Formlabs then worked hard with New Balance from start to finish. From preliminary research and development and iteration through hundreds of formulations of exploratory material, to the development of a workflow to take full advantage of 3D printing with rebound resin.
“It all starts and ends with the properties you can get from what you do. You can use the world’s fastest printer or have a $1 million printer, but it doesn’t matter if the hardware properties can’t withstand the application they’re meant for,” said Mr. Dempsey.
The new material: Rebound Resin.
New Balance and Formlabs have developed a unique custom material for New Balance to withstand all necessary production and end-use applications. The result is bounce resin.
Designed to create elastic and adaptable mesh structures, the material has much higher energy efficiency, tear resistance and elasticity than any other Formlabs SLA material.
Pushing the limits of shoe design and manufacturing
The TripleCell collaboration marks another important milestone in 3D printing applications, moving from prototyping to scale production.
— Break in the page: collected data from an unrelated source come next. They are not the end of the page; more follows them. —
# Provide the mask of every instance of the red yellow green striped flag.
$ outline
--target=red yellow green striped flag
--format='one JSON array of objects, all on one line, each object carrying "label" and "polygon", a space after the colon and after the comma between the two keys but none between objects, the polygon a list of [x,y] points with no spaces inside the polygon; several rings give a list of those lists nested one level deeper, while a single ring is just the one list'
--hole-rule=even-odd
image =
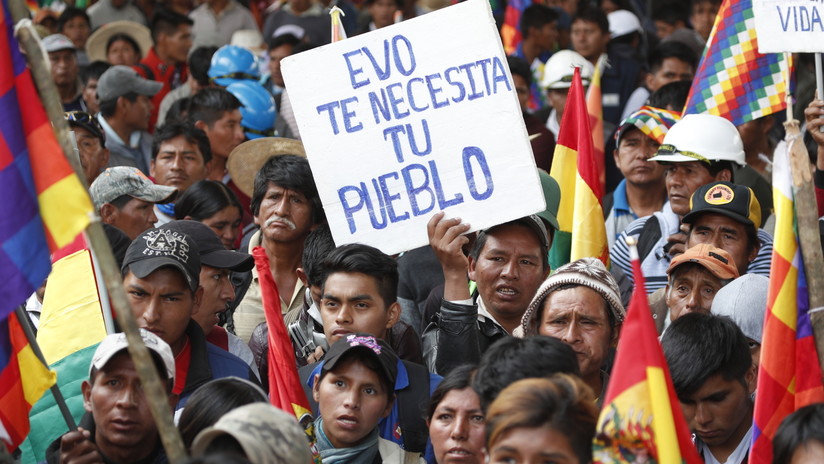
[{"label": "red yellow green striped flag", "polygon": [[595,161],[580,68],[575,68],[573,74],[549,174],[562,192],[558,208],[560,228],[549,252],[550,266],[556,269],[579,258],[594,257],[609,267],[601,207],[604,187]]},{"label": "red yellow green striped flag", "polygon": [[606,53],[598,58],[595,63],[595,71],[592,73],[592,80],[589,81],[587,89],[587,113],[589,113],[589,124],[592,129],[592,149],[594,150],[595,165],[598,167],[598,180],[601,182],[601,189],[606,189],[606,169],[604,167],[604,102],[601,92],[601,73],[606,65]]},{"label": "red yellow green striped flag", "polygon": [[635,291],[598,418],[592,462],[701,463],[658,343],[634,245],[630,256]]}]

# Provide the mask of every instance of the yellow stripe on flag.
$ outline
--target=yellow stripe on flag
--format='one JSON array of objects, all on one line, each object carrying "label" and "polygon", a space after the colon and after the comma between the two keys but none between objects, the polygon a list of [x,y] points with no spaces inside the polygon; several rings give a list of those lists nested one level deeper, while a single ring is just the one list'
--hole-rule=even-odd
[{"label": "yellow stripe on flag", "polygon": [[49,274],[37,342],[51,365],[106,336],[89,250],[57,261]]},{"label": "yellow stripe on flag", "polygon": [[558,182],[561,192],[561,202],[558,205],[558,226],[560,230],[572,232],[572,213],[575,208],[575,182],[578,171],[578,152],[563,145],[555,146],[552,158],[550,175]]},{"label": "yellow stripe on flag", "polygon": [[667,394],[667,380],[660,367],[647,367],[647,385],[652,404],[652,427],[655,429],[655,447],[660,464],[680,464],[681,452],[675,434],[675,420]]},{"label": "yellow stripe on flag", "polygon": [[[564,190],[561,190],[562,192]],[[563,195],[562,195],[563,197]],[[586,181],[575,176],[574,221],[572,224],[572,249],[569,260],[594,257],[608,265],[607,234],[601,203],[595,198]]]},{"label": "yellow stripe on flag", "polygon": [[64,177],[37,196],[40,216],[58,248],[89,225],[92,202],[76,175]]},{"label": "yellow stripe on flag", "polygon": [[23,395],[27,403],[34,405],[43,393],[57,382],[57,374],[48,370],[37,359],[29,344],[17,353],[17,362],[20,366]]}]

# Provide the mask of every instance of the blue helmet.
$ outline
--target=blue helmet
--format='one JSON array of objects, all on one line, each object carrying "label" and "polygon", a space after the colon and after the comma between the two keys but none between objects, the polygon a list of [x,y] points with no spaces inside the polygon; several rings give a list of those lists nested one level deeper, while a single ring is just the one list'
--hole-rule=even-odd
[{"label": "blue helmet", "polygon": [[275,135],[275,99],[255,81],[235,81],[226,90],[240,100],[240,125],[246,137],[259,139]]},{"label": "blue helmet", "polygon": [[260,79],[257,57],[249,50],[237,45],[224,45],[212,55],[209,66],[209,80],[221,87],[232,82]]}]

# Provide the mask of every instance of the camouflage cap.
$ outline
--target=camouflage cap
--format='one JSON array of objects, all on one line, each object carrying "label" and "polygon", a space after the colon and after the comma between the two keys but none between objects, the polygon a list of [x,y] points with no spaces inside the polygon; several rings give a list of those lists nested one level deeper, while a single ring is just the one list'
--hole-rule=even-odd
[{"label": "camouflage cap", "polygon": [[309,442],[295,416],[268,403],[252,403],[229,411],[203,429],[192,444],[192,456],[203,456],[212,441],[229,435],[255,464],[309,464]]},{"label": "camouflage cap", "polygon": [[100,209],[117,197],[129,195],[149,203],[169,203],[177,196],[177,189],[157,185],[140,169],[131,166],[107,168],[89,187],[94,207]]}]

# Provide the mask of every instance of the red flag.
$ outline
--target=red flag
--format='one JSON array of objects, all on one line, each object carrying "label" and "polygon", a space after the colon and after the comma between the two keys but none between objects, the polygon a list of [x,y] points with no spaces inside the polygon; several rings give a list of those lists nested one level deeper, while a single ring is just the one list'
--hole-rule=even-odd
[{"label": "red flag", "polygon": [[592,462],[700,463],[658,343],[635,246],[630,254],[635,291],[598,418]]}]

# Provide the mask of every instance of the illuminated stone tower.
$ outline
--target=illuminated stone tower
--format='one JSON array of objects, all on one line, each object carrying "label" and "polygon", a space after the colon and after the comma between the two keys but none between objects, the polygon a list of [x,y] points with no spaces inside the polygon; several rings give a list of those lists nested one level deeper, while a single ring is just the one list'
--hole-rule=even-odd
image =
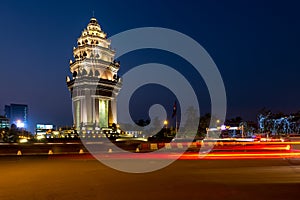
[{"label": "illuminated stone tower", "polygon": [[117,123],[115,97],[120,90],[120,63],[95,18],[91,18],[73,48],[72,78],[67,85],[72,96],[73,120],[81,133],[100,130]]}]

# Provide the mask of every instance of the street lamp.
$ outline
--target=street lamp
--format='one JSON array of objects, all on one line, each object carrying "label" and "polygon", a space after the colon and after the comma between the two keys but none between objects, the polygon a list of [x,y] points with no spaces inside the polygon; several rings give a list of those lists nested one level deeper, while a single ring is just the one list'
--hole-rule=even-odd
[{"label": "street lamp", "polygon": [[167,120],[164,121],[164,126],[165,126],[165,128],[168,127],[168,121]]}]

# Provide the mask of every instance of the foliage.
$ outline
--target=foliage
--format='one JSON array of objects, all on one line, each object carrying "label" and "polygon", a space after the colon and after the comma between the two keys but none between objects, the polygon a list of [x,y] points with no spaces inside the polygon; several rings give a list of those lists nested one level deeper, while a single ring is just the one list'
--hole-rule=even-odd
[{"label": "foliage", "polygon": [[12,124],[10,129],[2,129],[3,142],[18,142],[19,136],[29,136],[30,133],[24,129],[17,128],[15,124]]},{"label": "foliage", "polygon": [[197,116],[197,110],[190,106],[185,112],[186,121],[183,127],[183,132],[186,136],[195,136],[199,123],[199,116]]}]

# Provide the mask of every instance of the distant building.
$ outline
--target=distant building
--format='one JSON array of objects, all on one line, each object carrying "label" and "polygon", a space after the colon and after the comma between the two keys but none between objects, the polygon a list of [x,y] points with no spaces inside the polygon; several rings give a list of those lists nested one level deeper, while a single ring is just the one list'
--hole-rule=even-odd
[{"label": "distant building", "polygon": [[97,19],[91,18],[73,49],[72,78],[67,85],[73,102],[74,127],[81,133],[100,130],[117,123],[115,96],[121,82],[120,63]]},{"label": "distant building", "polygon": [[10,127],[9,119],[4,116],[0,116],[0,129],[6,128],[6,127],[7,128]]},{"label": "distant building", "polygon": [[5,105],[5,117],[9,119],[10,124],[15,124],[19,128],[26,128],[28,122],[28,105],[10,104]]},{"label": "distant building", "polygon": [[36,134],[44,135],[47,132],[51,132],[55,129],[55,125],[53,124],[37,124],[36,125]]}]

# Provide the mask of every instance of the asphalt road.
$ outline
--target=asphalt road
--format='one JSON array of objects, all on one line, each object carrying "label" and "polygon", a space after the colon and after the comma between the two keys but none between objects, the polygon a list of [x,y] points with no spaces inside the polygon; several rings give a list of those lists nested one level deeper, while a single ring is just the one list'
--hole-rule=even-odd
[{"label": "asphalt road", "polygon": [[178,160],[159,171],[129,174],[84,156],[5,156],[0,172],[1,200],[300,197],[300,165],[285,159]]}]

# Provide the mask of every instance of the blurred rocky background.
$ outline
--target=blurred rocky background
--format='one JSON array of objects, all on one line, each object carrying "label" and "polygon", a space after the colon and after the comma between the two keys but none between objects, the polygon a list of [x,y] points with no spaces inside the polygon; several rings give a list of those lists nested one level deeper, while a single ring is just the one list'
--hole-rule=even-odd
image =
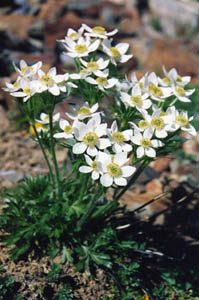
[{"label": "blurred rocky background", "polygon": [[[181,75],[190,75],[196,87],[190,113],[194,114],[199,131],[198,0],[0,0],[1,191],[23,181],[27,175],[47,172],[17,102],[1,89],[6,81],[17,77],[13,62],[18,65],[24,59],[33,64],[41,60],[44,70],[51,66],[56,66],[59,73],[73,70],[72,60],[62,55],[57,40],[64,38],[68,28],[77,30],[82,23],[107,30],[118,28],[116,41],[128,42],[134,55],[121,66],[127,75],[132,71],[138,77],[151,71],[162,75],[162,65],[167,69],[175,67]],[[61,165],[66,160],[66,151],[58,149],[57,154]],[[160,231],[158,245],[162,245],[164,237],[169,255],[184,257],[186,253],[188,261],[194,263],[198,261],[199,249],[198,154],[199,134],[185,142],[178,152],[155,160],[140,176],[134,190],[127,191],[121,200],[130,211],[151,201],[139,210],[142,220],[148,220],[143,232],[149,239],[151,232],[156,234],[152,225],[165,225],[172,234],[165,239]],[[8,260],[7,252],[1,252],[1,257]],[[10,266],[12,273],[14,269],[21,272],[21,265]],[[29,272],[32,274],[32,269]],[[94,299],[85,297],[82,299]]]},{"label": "blurred rocky background", "polygon": [[[1,0],[0,87],[4,87],[5,81],[16,79],[13,62],[17,65],[21,59],[28,64],[41,60],[44,70],[51,66],[56,66],[60,73],[67,68],[73,70],[73,61],[62,55],[63,48],[57,40],[64,38],[68,28],[77,30],[82,23],[107,30],[118,28],[117,42],[128,42],[134,55],[121,66],[127,75],[132,71],[138,77],[147,71],[162,75],[165,65],[167,69],[175,67],[181,75],[190,75],[192,84],[199,84],[198,0]],[[199,100],[198,91],[195,98]],[[194,109],[199,111],[199,105]],[[18,114],[13,97],[0,89],[2,188],[23,180],[27,174],[47,171],[40,150]],[[184,156],[191,155],[194,163],[199,161],[198,136],[183,148]],[[66,153],[59,151],[58,159],[63,163]],[[198,165],[193,167],[190,160],[182,165],[173,157],[158,159],[140,179],[146,193],[149,192],[146,197],[142,195],[143,199],[160,194],[165,178],[195,184],[199,178]],[[151,185],[146,185],[151,181]]]}]

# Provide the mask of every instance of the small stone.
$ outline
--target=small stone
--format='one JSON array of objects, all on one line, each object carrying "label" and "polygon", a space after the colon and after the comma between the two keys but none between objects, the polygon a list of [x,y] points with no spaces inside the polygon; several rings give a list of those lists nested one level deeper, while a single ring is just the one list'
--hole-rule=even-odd
[{"label": "small stone", "polygon": [[17,183],[24,178],[24,174],[16,170],[0,171],[0,177],[3,177],[4,180]]}]

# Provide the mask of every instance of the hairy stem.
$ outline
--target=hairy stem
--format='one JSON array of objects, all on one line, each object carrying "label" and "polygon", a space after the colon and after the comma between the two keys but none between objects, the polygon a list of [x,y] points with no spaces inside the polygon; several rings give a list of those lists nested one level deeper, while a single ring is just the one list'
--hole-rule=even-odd
[{"label": "hairy stem", "polygon": [[49,113],[49,125],[50,125],[50,147],[51,147],[51,154],[52,154],[52,161],[55,170],[55,178],[56,178],[56,185],[58,190],[58,196],[60,196],[60,178],[59,178],[59,169],[57,164],[57,158],[55,154],[55,143],[53,138],[53,113],[52,111]]},{"label": "hairy stem", "polygon": [[51,167],[51,165],[50,165],[48,156],[47,156],[47,154],[46,154],[46,151],[45,151],[45,149],[44,149],[44,146],[43,146],[43,144],[42,144],[42,141],[41,141],[41,139],[40,139],[40,137],[39,137],[39,134],[38,134],[38,132],[37,132],[37,129],[36,129],[36,127],[35,127],[35,124],[33,124],[32,126],[33,126],[33,129],[34,129],[34,132],[35,132],[37,141],[38,141],[38,143],[39,143],[39,146],[40,146],[40,148],[41,148],[41,151],[42,151],[42,153],[43,153],[44,159],[45,159],[46,164],[47,164],[47,166],[48,166],[50,178],[51,178],[52,183],[53,183],[53,185],[54,185],[53,171],[52,171],[52,167]]}]

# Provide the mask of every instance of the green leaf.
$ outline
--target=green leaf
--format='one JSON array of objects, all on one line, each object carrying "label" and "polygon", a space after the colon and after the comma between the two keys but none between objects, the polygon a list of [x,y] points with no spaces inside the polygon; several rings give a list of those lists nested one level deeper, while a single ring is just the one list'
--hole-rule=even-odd
[{"label": "green leaf", "polygon": [[73,263],[73,257],[72,257],[72,251],[67,249],[65,246],[62,250],[62,257],[61,257],[62,263],[65,263],[69,261],[70,263]]}]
TripleCell provides the basis to leverage unique athlete and performance data to create customized shoes in unlimited combinations and produce them on demand. This platform reduces development times and synthesizes the delivery of the concept to the consumer.
TripleCell technology is now exclusively available at New Balance plants in the United States.
The sky is the limit
“Our current situation is only a testament to the work we have done internally and the external partnership with Formlabs, which has really moved our program forward,” said Petrecca, Director of the Footwear Division at Innovation Design Studio. “We have proven that we are able to extend additive manufacturing and adapt it to a production environment. How far we’ll go next, the sky is really the limit.”